Un governo che decide per legge quanti giorni di vita spettino al mese ad ogni persona in base alla loro utilità (agli scrittori, un paio di settimane).
Un romanziere che non riesce a non far morire tutti i suoi personaggi e che viene visitato da alcuni di loro con il tentativo di fargli cambiare trama.
Il miglior cristiano di tutta Montmartre che nel tentatio di far sparire l’aureola che gli è comparsa sul capo diventa il miglior peccatore di tutta Montmartre.
Un assassino che si separa dalla propria anima.
Una legge che impone di far divetare l’anno di ventiquattro mesi e di conseguenza fa ringiovanire tutti i cittadini francesi.
Una donna che possiede il dono dell’ubiquità e arrivera ad avere fino a più di sessantamila doppi (con rispettivi amanti).
Ecco come Marcel Aymé piega la realtà a proprio piacimento. Come se ognuno dei fatti innaturali che danno corpo ai racconti della raccolta “Martin il romanziere” fossero perfettamente plausibili. Normali. Potremmo discutere un paio di secoli sul concetto di normalità, ma immagino sia universalmente condiviso che è impossibile coricarsi diciottenne e svegliarsi bambino. Oppure vivere sei giorni al mese in quanto disoccupato per poi sprofondare in un sonno senza luogo.
I racconti di Aymé sono una meraviglia d’inventiva, un’esplosione di ironia e sono profondamente carichi di critica sociale. Pensate a quel governo che non si chiede che ne sarà dei propri figli quando questi si ritroveranno a dover percorrere nuovamente la strada dell’infanzia. Oppure pensate a tutte le disquisizioni religione che possono nascere dal fatto che anche provando tutti e sette i peccati capitali una persona non può sbarazzarsi dell’aureola. O, sempre in tema di anime, a chi appartiene l’anima di una donna che può replicarsi all’infinito?
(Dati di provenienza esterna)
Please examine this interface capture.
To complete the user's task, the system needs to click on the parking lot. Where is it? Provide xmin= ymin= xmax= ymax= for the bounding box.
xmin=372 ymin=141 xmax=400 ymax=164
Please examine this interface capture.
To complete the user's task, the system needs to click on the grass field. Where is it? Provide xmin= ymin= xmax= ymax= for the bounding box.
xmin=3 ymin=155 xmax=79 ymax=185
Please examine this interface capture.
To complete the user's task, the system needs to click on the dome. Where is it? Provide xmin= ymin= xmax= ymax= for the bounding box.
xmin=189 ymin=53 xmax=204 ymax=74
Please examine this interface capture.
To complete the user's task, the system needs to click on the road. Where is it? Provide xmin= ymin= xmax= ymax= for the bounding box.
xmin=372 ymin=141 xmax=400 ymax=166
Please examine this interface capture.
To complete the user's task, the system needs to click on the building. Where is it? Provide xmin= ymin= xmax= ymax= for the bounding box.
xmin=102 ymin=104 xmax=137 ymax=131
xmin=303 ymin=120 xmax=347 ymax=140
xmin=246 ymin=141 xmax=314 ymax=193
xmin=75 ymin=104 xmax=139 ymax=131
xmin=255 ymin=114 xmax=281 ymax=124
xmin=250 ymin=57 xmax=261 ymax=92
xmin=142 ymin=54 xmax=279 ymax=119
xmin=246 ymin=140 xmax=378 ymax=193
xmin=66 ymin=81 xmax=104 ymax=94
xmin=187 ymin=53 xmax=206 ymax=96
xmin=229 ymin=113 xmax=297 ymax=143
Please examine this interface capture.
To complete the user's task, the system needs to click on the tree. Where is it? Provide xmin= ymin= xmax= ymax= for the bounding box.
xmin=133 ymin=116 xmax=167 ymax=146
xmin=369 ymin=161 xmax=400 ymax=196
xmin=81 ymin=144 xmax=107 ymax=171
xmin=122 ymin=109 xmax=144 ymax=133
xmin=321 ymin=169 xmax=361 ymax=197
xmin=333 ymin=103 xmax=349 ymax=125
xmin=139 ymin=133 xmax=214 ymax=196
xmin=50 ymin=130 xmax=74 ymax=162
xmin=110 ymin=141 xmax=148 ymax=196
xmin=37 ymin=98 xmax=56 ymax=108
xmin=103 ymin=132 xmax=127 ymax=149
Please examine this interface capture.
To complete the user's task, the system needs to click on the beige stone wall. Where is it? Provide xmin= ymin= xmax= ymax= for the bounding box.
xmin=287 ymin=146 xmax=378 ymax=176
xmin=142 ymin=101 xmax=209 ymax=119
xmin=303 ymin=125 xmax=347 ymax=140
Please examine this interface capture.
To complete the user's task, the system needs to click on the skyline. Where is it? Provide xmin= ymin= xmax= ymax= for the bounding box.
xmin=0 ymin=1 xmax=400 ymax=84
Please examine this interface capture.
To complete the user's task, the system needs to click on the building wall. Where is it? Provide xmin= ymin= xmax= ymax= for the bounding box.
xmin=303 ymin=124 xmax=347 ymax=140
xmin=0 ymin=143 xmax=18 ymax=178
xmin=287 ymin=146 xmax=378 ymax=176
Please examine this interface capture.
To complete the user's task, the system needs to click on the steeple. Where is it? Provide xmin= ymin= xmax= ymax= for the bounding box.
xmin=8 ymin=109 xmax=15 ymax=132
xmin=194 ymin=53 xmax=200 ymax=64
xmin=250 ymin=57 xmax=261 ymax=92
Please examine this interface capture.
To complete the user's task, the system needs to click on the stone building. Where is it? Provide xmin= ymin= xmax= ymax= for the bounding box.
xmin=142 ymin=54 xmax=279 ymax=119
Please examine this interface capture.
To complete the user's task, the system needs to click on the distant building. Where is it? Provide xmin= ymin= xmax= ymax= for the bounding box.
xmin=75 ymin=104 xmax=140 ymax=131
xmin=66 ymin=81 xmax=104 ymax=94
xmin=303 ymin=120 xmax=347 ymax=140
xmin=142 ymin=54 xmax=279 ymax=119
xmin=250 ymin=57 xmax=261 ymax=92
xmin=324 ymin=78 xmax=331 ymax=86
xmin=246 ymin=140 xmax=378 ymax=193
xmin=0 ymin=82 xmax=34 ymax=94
I racconti sono uno migliore dell’altro, sia quando sono più brevi e ficcanti, sia quando si addentrano nelle questioni irrisolte per pagine e pagine. Seguire la storia di Sabine e di come ha deciso di sfruttare il dono dell’ubiquità oppure farci raccontare da Martin il romanziere come sia possibile piegare il tempo aggiungendo ad ogni mese quanti più giorni vogliamo, ha lo stesso potere di trascinarci in un mondo così simile eppure così diverso dal nostro.
Per gli amanti dal racconto questo libro è imperdibile. E’ una fonte inesauribile di critiche ed elucubrazioni, di ghigni carichi di ironia e agrottamenti di fronte. Perché in fondo la questione sta tutta qui, una volta che ci si rende conto che pur utilizzando lo strumento del fantastico Marcel Aymé racconta del suo tempo (che poi è anche un po’ il nostro considerando che certe dinamiche di potere caduto dall’alto non sono affatto cambiate) queste storie fanno breccia dentro di noi e gettano una nuova luce sul reale.
Marcel Aymé (1902-1967) è considerato uno dei massimi scrittori fantastici europei e tra le personalità più originali prodotte dalla cultura francese del Novecento. Nato in un ambiente contadino, le fitte letture e i casi della vita lo portano a Parigi, dove nel 1926 pubblica il suo primo libro. Autore prolifico e controverso, sornionamente inclassificabile, ha scritto romanzi, opere teatrali, sceneggiature e saggi, ma sono stati i suoi racconti, dalla spiccata vena umoristica, a renderlo amatissimo in tutto il mondo e a farne un maestro – anche suo malgrado (rifiutò la Legion d’onore e la candidatura a entrare nell’Académie française) – per generazioni di scrittori.